一方、2020年の排出量は約7億2,200万トンと、2019年から約9.5%減少しました。この大幅な改善は、新型コロナウイルス感染症の大流行による経済活動の停滞、産業活動の鈍化、交通量の減少によるものと考えられます。しかし、このような特殊な状況による減少は、持続可能な削減の起点ではなく一時的な現象と理解する必要があります。
世界各国との比較として、同様に石油やガス産業が経済を支えるアメリカもピーク時には50億トン以上のCO2を排出しており、カナダの数値は規模として小さいものの、一人当たりの排出量では常に上位を占めています。一方、ヨーロッパ諸国、例えばドイツやイギリスは国を挙げたイノベーション投資や再生可能エネルギーへの転換によって、過去数十年の間に排出量を着実に減少させています。これらの事例は、カナダにとって効果的な政策実践の参考例となります。
地政学的に見ると、カナダは石油や天然ガスの主要輸出国であり、それが国の経済を支える一方で、持続可能性の観点から化石燃料への依存をどのように克服するかが長期的な課題です。また、新興国や中国、インドの急成長に対する競争力強化のプレッシャーも、産業構造の転換に影響する要因です。さらに、異常気象や自然災害といった環境リスクが直接的なインパクトを与える可能性も無視できません。
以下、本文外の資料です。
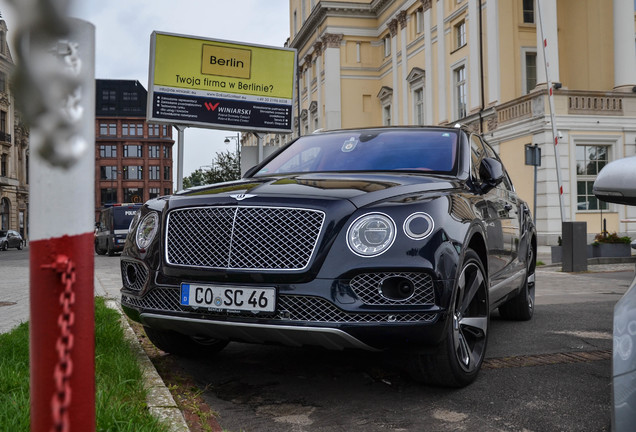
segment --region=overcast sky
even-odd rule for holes
[[[22,1],[22,0],[19,0]],[[289,0],[73,0],[71,16],[95,25],[95,77],[139,80],[148,89],[148,57],[153,30],[202,38],[282,47],[289,37]],[[0,12],[15,29],[14,11],[0,0]],[[176,129],[173,130],[175,142]],[[184,176],[210,165],[236,132],[188,128],[185,131]],[[177,144],[173,159],[177,162]]]

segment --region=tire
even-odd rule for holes
[[[468,249],[449,306],[446,337],[433,352],[415,354],[413,378],[455,388],[472,383],[486,354],[489,323],[488,278],[479,256]]]
[[[22,250],[22,242],[18,243],[18,250]]]
[[[150,342],[157,348],[181,357],[208,357],[221,351],[228,341],[193,338],[170,330],[158,330],[144,326]]]
[[[108,242],[108,246],[106,246],[106,248],[107,248],[106,252],[108,253],[108,256],[115,256],[115,251],[113,250],[113,247],[110,244],[110,242]]]
[[[104,249],[100,249],[99,246],[97,246],[97,242],[95,242],[95,253],[97,255],[105,255],[106,251]]]
[[[9,250],[9,244],[7,242],[2,243],[2,250],[3,251]]]
[[[535,268],[537,260],[532,245],[528,248],[527,254],[526,277],[523,279],[519,294],[499,306],[499,315],[503,319],[529,321],[534,315]]]

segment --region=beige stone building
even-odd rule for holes
[[[265,136],[265,154],[316,129],[462,123],[499,151],[531,208],[524,152],[541,148],[540,243],[556,244],[562,218],[586,221],[590,236],[605,220],[636,237],[635,209],[591,193],[605,163],[636,154],[634,9],[634,0],[290,0],[296,124],[293,135]],[[255,143],[244,134],[244,146]]]
[[[0,229],[28,238],[29,132],[15,108],[9,76],[15,64],[0,19]]]

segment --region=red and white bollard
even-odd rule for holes
[[[68,37],[52,45],[48,52],[30,53],[50,56],[46,61],[52,65],[34,73],[36,85],[44,85],[40,91],[50,94],[37,102],[49,111],[32,120],[30,143],[31,431],[90,432],[95,430],[95,28],[70,20]],[[33,68],[41,59],[32,60]],[[50,81],[38,83],[47,74]]]

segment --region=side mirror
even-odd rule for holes
[[[479,166],[479,176],[482,181],[481,192],[486,193],[503,181],[503,165],[497,159],[484,158]]]
[[[245,174],[243,174],[242,178],[252,177],[252,175],[256,173],[257,168],[258,168],[258,165],[254,165],[252,168],[245,171]]]
[[[605,165],[598,173],[592,190],[601,201],[636,205],[636,156]]]

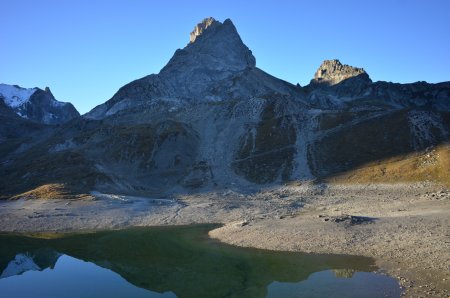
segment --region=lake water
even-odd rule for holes
[[[0,297],[400,296],[372,259],[237,248],[212,228],[0,235]]]

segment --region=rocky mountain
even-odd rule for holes
[[[0,101],[20,117],[43,124],[61,124],[80,116],[71,103],[57,101],[48,87],[0,84]]]
[[[314,74],[311,84],[334,86],[344,80],[361,80],[366,84],[372,83],[369,75],[363,68],[343,65],[339,60],[325,60]]]
[[[325,61],[308,86],[256,66],[231,20],[158,73],[2,157],[3,197],[156,194],[290,181],[450,183],[450,83],[372,82]],[[0,150],[2,147],[0,146]]]
[[[25,89],[0,84],[0,171],[9,163],[9,156],[17,156],[45,142],[57,124],[76,117],[79,113],[72,104],[55,100],[48,88]],[[6,179],[4,183],[9,181]]]
[[[207,28],[207,29],[198,29]],[[212,18],[197,25],[191,33],[195,42],[178,49],[169,63],[157,75],[149,75],[131,82],[106,103],[86,115],[90,119],[102,119],[149,102],[170,102],[182,105],[193,102],[219,102],[225,99],[251,96],[252,92],[266,92],[271,86],[232,86],[241,83],[242,77],[251,83],[269,77],[255,68],[255,57],[244,45],[233,23],[223,24]],[[251,77],[251,78],[250,78]],[[272,80],[270,78],[270,80]],[[279,81],[279,80],[278,80]],[[280,84],[276,88],[286,88]],[[230,88],[231,87],[231,88]],[[260,90],[264,89],[264,90]],[[224,94],[226,92],[226,94]],[[234,94],[233,94],[234,92]]]
[[[372,82],[362,68],[326,60],[305,87],[308,102],[319,108],[402,109],[432,108],[449,111],[450,82],[395,84]]]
今後の課題としては、再生可能エネルギーの普及促進やエネルギー効率化技術の開発、国際的な連携による炭素排出削減努力の強化が挙げられます。具体的には、政府主導で電気自動車の利用推進政策を強化し、産業界にはカーボンプライシング(炭素税と排出取引市場)などの取り組みを進めることが求められます。また、森林伐採の防止と植林活動によるカーボンシンクの拡大など、自然を活用した対策も必要となります。
結論として、カナダのCO2排出量削減には、化石燃料エネルギーの供給国としての地位をいかに維持しながらも、環境負荷を軽減する経済移行が鍵となります。これには技術革新と政策的意思が欠かせません。国内外の提携を通じて未来に向けた持続可能な成長戦略を構築することで、カナダは国際社会において良い模範を示す可能性を持っています。